Nigerian girls who fled from Boko Haram look to brighter future
A typical day for Deborah includes classes on a manicured university campus and exercise in the evening — basketball, volleyball or aerobics. On weekends, she studies, swims or just relaxes.
But the teenager's life now is one that was unimaginable 12 months ago.
On April 14 last year, she was in a packed dormitory at the Gov- ernment Girls Secondary School in Chibok, northeastern Nigeria, seeking a night's sleep before writing end-of-term exams.
Boko Haram fighters stormed the school after sundown, kidnapping 276 girls.
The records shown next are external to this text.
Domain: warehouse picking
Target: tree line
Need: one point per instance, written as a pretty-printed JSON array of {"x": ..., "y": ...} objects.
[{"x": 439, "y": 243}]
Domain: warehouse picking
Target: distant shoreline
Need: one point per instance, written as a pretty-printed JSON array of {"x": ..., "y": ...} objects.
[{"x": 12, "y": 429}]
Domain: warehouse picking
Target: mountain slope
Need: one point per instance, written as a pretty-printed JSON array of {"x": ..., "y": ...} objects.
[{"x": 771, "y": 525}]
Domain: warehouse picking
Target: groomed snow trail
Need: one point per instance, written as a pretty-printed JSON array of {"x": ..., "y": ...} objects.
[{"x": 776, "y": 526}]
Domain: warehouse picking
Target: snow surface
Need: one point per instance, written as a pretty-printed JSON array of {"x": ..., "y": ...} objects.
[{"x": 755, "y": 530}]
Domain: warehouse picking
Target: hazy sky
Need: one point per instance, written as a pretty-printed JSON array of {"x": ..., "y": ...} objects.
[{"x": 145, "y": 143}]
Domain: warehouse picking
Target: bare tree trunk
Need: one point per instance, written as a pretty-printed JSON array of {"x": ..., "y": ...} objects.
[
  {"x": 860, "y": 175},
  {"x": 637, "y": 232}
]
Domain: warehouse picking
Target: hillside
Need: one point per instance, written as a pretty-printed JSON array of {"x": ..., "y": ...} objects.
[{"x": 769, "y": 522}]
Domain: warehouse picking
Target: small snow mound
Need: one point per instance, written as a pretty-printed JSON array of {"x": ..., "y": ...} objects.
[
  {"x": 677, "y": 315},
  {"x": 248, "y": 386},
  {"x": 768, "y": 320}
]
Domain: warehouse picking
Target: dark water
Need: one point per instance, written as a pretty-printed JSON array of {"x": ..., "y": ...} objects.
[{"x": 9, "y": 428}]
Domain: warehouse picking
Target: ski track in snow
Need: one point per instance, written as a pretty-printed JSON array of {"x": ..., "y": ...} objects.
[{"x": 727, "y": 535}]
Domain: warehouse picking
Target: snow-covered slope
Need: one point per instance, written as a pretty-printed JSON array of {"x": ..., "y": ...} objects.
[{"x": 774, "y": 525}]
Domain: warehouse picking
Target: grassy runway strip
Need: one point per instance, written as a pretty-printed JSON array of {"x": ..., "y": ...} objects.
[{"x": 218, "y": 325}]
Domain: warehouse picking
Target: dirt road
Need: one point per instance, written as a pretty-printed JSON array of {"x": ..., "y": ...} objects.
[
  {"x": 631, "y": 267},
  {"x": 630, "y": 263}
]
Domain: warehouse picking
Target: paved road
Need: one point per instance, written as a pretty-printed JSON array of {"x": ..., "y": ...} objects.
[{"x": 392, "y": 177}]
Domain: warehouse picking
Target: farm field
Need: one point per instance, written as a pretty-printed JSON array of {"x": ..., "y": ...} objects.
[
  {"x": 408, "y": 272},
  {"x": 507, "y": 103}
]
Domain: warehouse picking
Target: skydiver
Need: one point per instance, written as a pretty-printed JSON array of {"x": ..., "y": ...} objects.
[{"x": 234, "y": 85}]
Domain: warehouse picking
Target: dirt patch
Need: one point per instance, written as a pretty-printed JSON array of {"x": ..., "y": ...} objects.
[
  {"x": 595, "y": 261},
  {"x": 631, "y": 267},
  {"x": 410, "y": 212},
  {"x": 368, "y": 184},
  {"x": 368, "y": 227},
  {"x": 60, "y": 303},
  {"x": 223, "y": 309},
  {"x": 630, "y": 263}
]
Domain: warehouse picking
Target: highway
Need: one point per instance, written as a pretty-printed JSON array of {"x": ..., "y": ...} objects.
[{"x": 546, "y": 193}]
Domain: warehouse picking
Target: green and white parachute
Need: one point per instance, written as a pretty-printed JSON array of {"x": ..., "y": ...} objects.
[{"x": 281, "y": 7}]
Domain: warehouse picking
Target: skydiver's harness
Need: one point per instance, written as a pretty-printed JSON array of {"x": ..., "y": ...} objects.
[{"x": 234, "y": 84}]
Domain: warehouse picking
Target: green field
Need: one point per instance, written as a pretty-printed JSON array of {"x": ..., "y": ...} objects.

The mass abduction provoked global outrage and brought unprecedented attention to an insurgency that has devastated northern Nigeria since 2009.
Deborah was one of 57 girls who escaped within hours of the attack. Her life has changed but for the other 219 hostages still being held and for families desperate for news, the nightmare continues.
Despite promises from the government and military that the release or rescue of the hostages was at hand, there has been no credible information concerning their whereabouts in months.
Boko Haram leader Abubakar Shekau vowed to sell the girls as "slaves" and later said they had been "married off". Experts say both are possible and they are unlikely to still be all together.
Deborah and 20 other girls from Chibok who escaped Boko Haram captivity are now studying at the American University of Nigeria in the northeastern city of Yola.
The privately-funded AUN does not look like other Nigerian universities and certainly bears little resemblance to Chibok, which even before the Islamist uprising began was a deeply impoverished town with poor roads and limited electricity supply.